# Wifes New Birthday Present



## mpooley (2 Oct 2011)

A Victorian style Greenhouse Finished at last  (well nearly)












Mike


----------



## billybuntus (2 Oct 2011)

Very nice. WIP pics?

And I do hope this doesn't set the standard for next year! :shock:


----------



## Mcluma (2 Oct 2011)

=D> very nice, =D> 

how is she going to get there by boat? :wink:


----------



## mpooley (2 Oct 2011)

billybuntus":2d8sn99e said:


> Very nice. WIP pics?
> 
> And I do hope this doesn't set the standard for next year! :shock:


No I have told her "Never Again" :lol:


----------



## studders (2 Oct 2011)

Very nice, though I don't think the bowl of water you've placed outside will go down too well.


----------



## mpooley (2 Oct 2011)

Mcluma":1ih3cy6m said:


> =D> very nice, =D>
> 
> how is she going to get there by boat? :wink:



Yes I expect then will be my next project :lol:


----------



## Hudson Carpentry (2 Oct 2011)

Looks really good. Let's hope you get some piece now and she can't break out when you lock her in


----------



## Dodge (2 Oct 2011)

Cracking work - oops sorry - hopefully not literally cracking!

That really does look impressive - Well done =D> =D> =D>


----------



## mpooley (3 Oct 2011)

Hudson Carpentry":sxpzonza said:


> Looks really good.

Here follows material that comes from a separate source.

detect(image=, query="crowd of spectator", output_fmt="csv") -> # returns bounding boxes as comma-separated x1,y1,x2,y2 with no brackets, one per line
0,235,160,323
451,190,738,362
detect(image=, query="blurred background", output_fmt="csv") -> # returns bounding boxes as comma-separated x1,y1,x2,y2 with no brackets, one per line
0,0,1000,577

Let's hope you get some piece now and she can't break out when you lock her in


 :lol: :lol: :roll: :roll:


----------



## spg (3 Oct 2011)

Did you follow plans or work from your own design?


----------



## mpooley (3 Oct 2011)

spg":36huxfaw said:


> Did you follow plans or work from your own design?

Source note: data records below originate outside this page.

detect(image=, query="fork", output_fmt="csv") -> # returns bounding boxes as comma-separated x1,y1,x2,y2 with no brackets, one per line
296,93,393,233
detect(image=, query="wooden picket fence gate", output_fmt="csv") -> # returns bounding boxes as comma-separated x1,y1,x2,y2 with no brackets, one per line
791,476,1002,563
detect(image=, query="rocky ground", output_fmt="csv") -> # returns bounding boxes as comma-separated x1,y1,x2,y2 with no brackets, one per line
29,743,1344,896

It was my own design. done in sketchup.
But it was based on a photo my wife had in a brochure where the same size Greenhouse was over £11,000.00 :shock: 


Thanks 

Mike


----------



## marcros (3 Oct 2011)

fantastic job. love it


----------



## mpooley (3 Oct 2011)

marcros":zdwznxta said:


> fantastic job. love it


Thankyou


----------



## angelboy (5 Oct 2011)

mpooley":3w2716gc said:


> spg":3w2716gc said:
> 
> 
> > Did you follow plans or work from your own design?
> ...



Do you have a material cost breakdown?

What timber did you use?

Looks great by the way!


----------



## mpooley (5 Oct 2011)

well my big mistake was using bendy Pine! it was rubbish and caused a lot of grief. 
but it was cheap !
the whole lot of timber was about £450 
The Guttering cost £450 ish 
the glass plus a glazier was £770 :shock: 
Paint about £90
so about £1700-£1800 but a lot nicer than I could have bought for anything near that money.

I would not do it in pine again though :roll:


----------



## JonnyD (5 Oct 2011)

It looks really good. 

What paint have you used?

cheers Jon


----------



## mpooley (5 Oct 2011)

superdeck Have found it to be a very good exterior paint


----------



## gregmcateer (6 Oct 2011)

That's lovely - really impressive.
Who pushed who off the ladder and into the bush?
Greg


----------



## mpooley (6 Oct 2011)

gregmcateer":qokjmj4o said:


> That's lovely - really impressive.
> Who pushed who off the ladder and into the bush?
> Greg


LOL =D>


----------



## Pond (7 Oct 2011)

That is really nice, like it a lot.
What have you sat it on? Is it a concrete pad?
Pond


----------



## MickCheese (7 Oct 2011)

That is really nice and something on my to do list so I am really interested.

Did you machine the wood yourself? What joints did you use and how is the glass fitted?

I am thinking of cedar but can that be painted?

Mick


----------



## mpooley (7 Oct 2011)

I dug a base filled it with rubble and topped it with gravel; there is a pipe from that to pond so it should be all well drained .
I would use sapele if i was doing it again
there are no fancy joints at all because i was lazy and it doesn't really need them 

although I would have made a better job of it had I had the time. 

The side windows were a pain to do because there were so many and the roof was a pain because the timber was all bent.
sent it back but what they brought the next time was not much better.
I should have planed them all straight but some would have ended up like matchsticks :shock: 

this is why i would never use pine again! don't know why i thought it would be any different but have been using oak mainly for years and simply forgot how rubbish pine is as supplied from normal timber yards anyway!

Mike


----------



## Django (6 Apr 2020)

Hi Mike,
I know this is an old post...and hope your greenhouse is still there   
I'm looking to build as well a Victorian style greenhouse.

Hopefully you can help me with a few questions I have:
- how did you do/ fit the glazing ? I'm thinking about milling the wood and put the glass from the inside. 
- I'm looking to use thermowood...what's your thought about that?
- Finally...I'm looking to make it as "Victorian" as possible  . Therefor I would need the "eaves braces" (hope this is the correct English word) of 135 degrees. I have been browsing the web, especially in the UK, but unfortunately cannot find any. If someone could refer me to a place I can buy those, it would be very helpfull.

Many thanks in advance,
Herman - Belgium


----------